Crucial observations from the green equation:

- The right side $ \displaystyle p_1^{a_1 n} p_2^{a_2 n} \cdots p_K^{a_K n} $ is a prime factorization of $k^n$.
- No prime $p_i$ is the same as a prime $q_j$, because the fraction $ \displaystyle \frac{k}{l}$ is in lowest terms. Otherwise there would be a common prime factor of $k$ and $l$ …
- The equality of the left and right sides shows that the prime $2$ divides (is a factor of) the right side, and so is one of the primes appearing in the prime factorization of the right side.
- (From #3 and unqiue factorization into primes)
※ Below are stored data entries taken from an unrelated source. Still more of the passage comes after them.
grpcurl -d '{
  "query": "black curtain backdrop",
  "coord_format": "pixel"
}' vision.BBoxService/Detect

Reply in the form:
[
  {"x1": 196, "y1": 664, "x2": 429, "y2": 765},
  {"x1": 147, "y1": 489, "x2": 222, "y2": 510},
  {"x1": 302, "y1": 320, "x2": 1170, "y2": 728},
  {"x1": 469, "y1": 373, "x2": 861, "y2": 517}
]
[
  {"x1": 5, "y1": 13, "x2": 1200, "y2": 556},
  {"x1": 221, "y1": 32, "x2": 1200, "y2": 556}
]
**Exactly one of**the $p_i$ equals $2$. - (From #2 and #4)

**None of**the $q_j$ equals $2$.

Thus the left side is also a unique prime factorization (of the same number as the right side). - (From #4 and unqiue factorization into primes)

The exponent of $2 = p_i$ in the prime factorization of the right side $ \displaystyle p_1^{a_1 n} p_2^{a_2 n} \cdots p_K^{a_K n} $ equals $a_i n$. - (From #5 and unqiue factorization into primes)

The exponent of $2$ in the prime factorization of the left side $ \displaystyle 2^m q_1^{b_1 n} q_2^{b_2 n} \cdots q_L^{b_L n} $ equals $m$. - Again by unique prime factorization, the exponent of the prime $2$ must be the same on the left and the right sides.
- (From #6, #7, and #8)

**Conclusion:**if $p_i = 2$, then $a_i n = m$.

We’re done.

From $a_i n = m$ we deduce $ \displaystyle a_i = \frac{m}{n} = x$ is an integer, and $ \displaystyle 2^x$ must also be.